In acknowledgment of year-on-year increases in staff costs, the fee levels will be uprated on 1 April each year based on the Consumer price inflation including owner occupiers’ housing costs (CPIH) measure of inflation for the preceding calendar year as published by the Office for National Statistics. On 19 January 2022, the Office for National Statistics (ONS) published the Consumer Prices Index including owner occupiers’ housing costs (CPIH) level for January-December 2021, which was 4.8%.
For the latest update on these costs, see Interagency Fees Scotland – Scotland’s Adoption Register.

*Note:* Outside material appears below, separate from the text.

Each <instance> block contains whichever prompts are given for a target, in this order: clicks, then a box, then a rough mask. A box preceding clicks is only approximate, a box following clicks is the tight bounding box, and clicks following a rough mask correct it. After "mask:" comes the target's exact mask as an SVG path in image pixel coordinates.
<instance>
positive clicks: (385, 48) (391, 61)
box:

Each Order bestows Parental Rights and Responsibilities (PRRs) for a child on an adult who had not held these. They are both private law Orders under the Children (Scotland) Act 1995. Any decision by a Court will be based on three broad principles, namely:
(i) The child’s welfare is paramount;
(ii) No Order will be made unless it is better for the child for such an Order to be put in place;
(iii) Have regard to the views of the child, taking account of their age and maturity as far as is practicable. The child must be given an opportunity to indicate whether they wish to express them and given an opportunity to do so.
Kinship Care Order
A person can apply to acquire some or all PRRs under Section 11 of the Act. Not every Order under S 11 is automatically a Kinship Care Order. The Children and Young People (Scotland) Act 2014 S.72(2) defines who is a Kinship Carer as a person who, when the Order was made, was related to the child or had some relationship or connection with the child.
It may be that the Court, in granting some PRRs to the Kinship Carer will deprive another person with PRRs of some of their rights and responsibilities. For example, where a grandparent wants their grandchild to live with them but the child’s father does not, this then the Court can grant to the grandparents the right of determining the child’s residence. This deprives the father of this fundamental right that he would normally have.
Under Section 7 of the Act, where a parent dies they can “bequeath” to another adult any PRRs they held at the time of their death. Their intentions will have been set out in their Will or a signed specific agreement. There is no need for the Guardian to apply to the Court for these PRRs but the appointment will not take effect until accepted, either expressly or by that person acting in a way which demonstrates their intention to assume the role of Guardian. Someone may also apply to the Court to become a Guardian.
Where another parent or (anyone else with PRRs) to the child is still alive, their rights will not be altered by the appointment of a Guardian. This means that it is up to all parents and guardians to agree what is best for a child; where this cannot be done, the Court may make a decision about this. Under Section 11 of the 1995 Act, the Court can specify which parental responsibilities are imposed and which parental rights are conferred on the guardian.
Once a person becomes a Guardian under Section 7, this will continue until:
(i) the death of the child or Guardian;
(ii) the child is 18 years of age;
(iii) a Court terminates the Order under S.11 of this Act.
The Children and Young People (Scotland) Act 2014 specifically recognises the role of legal Guardians who care for children and the potential requirement of kinship care assistance for Guardians and those eligible children in their care.
The 2014 Act provides that a person who has been appointed as a Guardian under Section 7 of the 1995 Act in relation to an eligible child is to qualify for kinship care assistance. Kinship care assistance is also to be made available to the eligible child who has a Guardian.